Strings¶

This notebook reviews some Python functions for dealing with strings. It covers roughly the same ground as this video.

Here are two strings which we will use as examples.

In [1]:
question = 'What is the air-speed velocity of an unladen swallow?'
fox = 'The quick brown fox jumps over the lazy dog'

The len() function can be used to find the length of a list, a set, a string or any of various othe Python objects.

In [2]:
len(question)
Out[2]:
53
  • The notation question[10] refers to character number 10 in the string question. Here it is important to remember that the count starts at zero, so question[0]='W' and question[1]='h' and so on.
  • Similarly, question[5:7] refers to the substring consisting of the characters numbered 5 and 6. This follows the standard Python convention for ranges: the notation n:m refers to the indices $i$ with $n\leq i\lt m$, so the case $i=n$ is included but the case $i=m$ is excluded.
  • It is also possible to use negative indices. The last character in the string counts as position -1, the character before that counts as position -2 and so on. The notation question[-8:] refers to the substring starting at position -8 with no explicit endpoint, so it runs all the way to the end of the string.
  • The substring question[::10] goes from the beginning to the end with steps of length 10, so we get every tenth character of the question.
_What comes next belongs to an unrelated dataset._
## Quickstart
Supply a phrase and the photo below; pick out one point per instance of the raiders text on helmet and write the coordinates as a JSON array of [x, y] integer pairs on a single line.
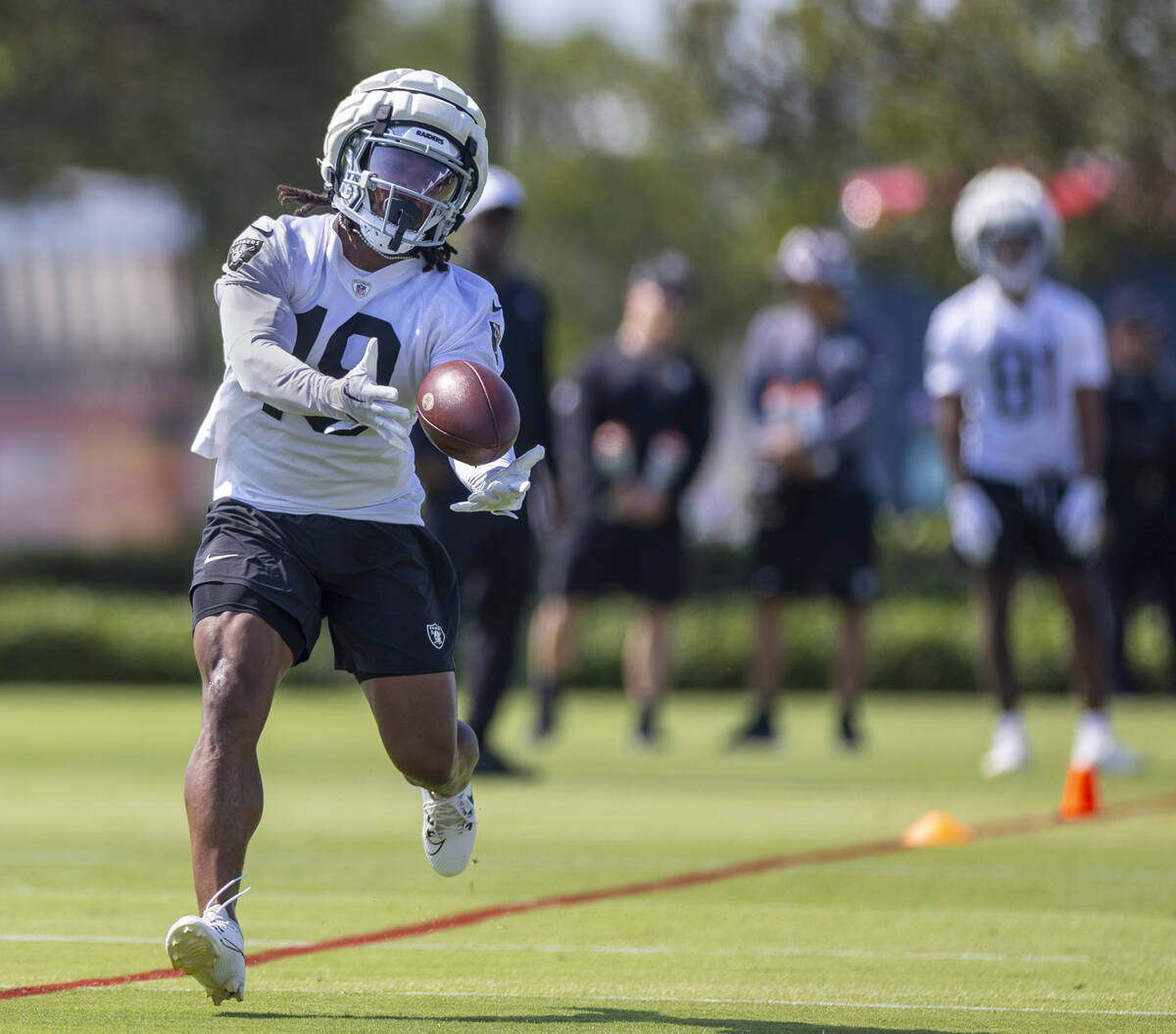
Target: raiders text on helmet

The length of the steps is called the "stride".
  • The substring question[::-1] goes from the end to the beginning with steps of length 1 backwards, so we get the reversed string.
In [13]:
print(f"{question[10]=}")
print(f"{question[5:7]=}")
print(f"{question[-8:]=}")
print(f"{question[::10]=}")
print(f"{question[::-1]=}")
question[10]='e'
question[5:7]='is'
question[-8:]='swallow?'
question[::10]='Wed ao'
question[::-1]='?wollaws nedalnu na fo yticolev deeps-ria eht si tahW'

We next want to find the positions of the spaces in question. Firstly, range(len(question)) generates the list $[0,1,2,\dotsc,52]$ of possible positions. The code below screens out the values $i$ for which question[i] is just a space, and returns the list of all those values $i$.

In [10]:
print([i for i in range(len(question)) if question[i] == ' ']) # Positions of spaces
[4, 7, 11, 21, 30, 33, 36, 44]

Here is an alternative approach that may be considered more "Pythonic". The function enumerate(question) returns a list of pairs like [(0,'W'),(1,'h'),(2,'a'),(3,'t'),(4,' '),...].

In [12]:
print([i for i,c in enumerate(question) if c == ' ']) # Positions of spaces
[4, 7, 11, 21, 30, 33, 36, 44]

We can use the keyword in to check whether one string occurs as a substring of another string.

In [ ]:
print('city' in question)          # 'city' appears as part of the word 'velocity'
print('velociraptor' in question)  # the word 'velociraptor' is not in the question

Another common operation is to split a string using a separator character. Below we a string with the names of seven cities separated by commas (with variable numbers of spaces after the commas). Using the split() method we get a list of seven strings, each of which is the name of one city, with some attached spaces. We use the strip() method to remove the spaces. We can then join the names back together using the function str.join().

In [15]:
cities_string = 'Sheffield,New York,  Paris, Hong Kong, Chicago,Los Angeles, Tokyo'
cities = [city.strip() for city in cities_string.split(',')] # Split on commas
print(cities)
print(str.join(' and ', cities)) # Join with ' and '
print(' and '.join(cities)) # Same thing
['Sheffield', 'New York', 'Paris', 'Hong Kong', 'Chicago', 'Los Angeles', 'Tokyo']
Sheffield and New York and Paris and Hong Kong and Chicago and Los Angeles and Tokyo
Sheffield and New York and Paris and Hong Kong and Chicago and Los Angeles and Tokyo

There are various functions for converting between lower case and upper case. We can also replace a substring with a different one. All of these functions create a new string and leave the original string unchanged.

In [16]:
request = 'Please can I have a cookie'
print(f'Original:         {request}')
print(f'Lower case:       {request.lower()}')
print(f'Upper case:       {request.upper()}')
print(f'Capitalize words: {request.title()}')
print(f'Improved:         {request.replace("cookie","chocolate cake")}')
print(f'Original:         {request}') # The original string is unchanged
Original:         Please can I have a cookie
Lower case:       please can i have a cookie
Upper case:       PLEASE CAN I HAVE A COOKIE
Capitalize words: Please Can I Have A Cookie
Improved:         Please can I have a chocolate cake
Original:         Please can I have a cookie
In [ ]: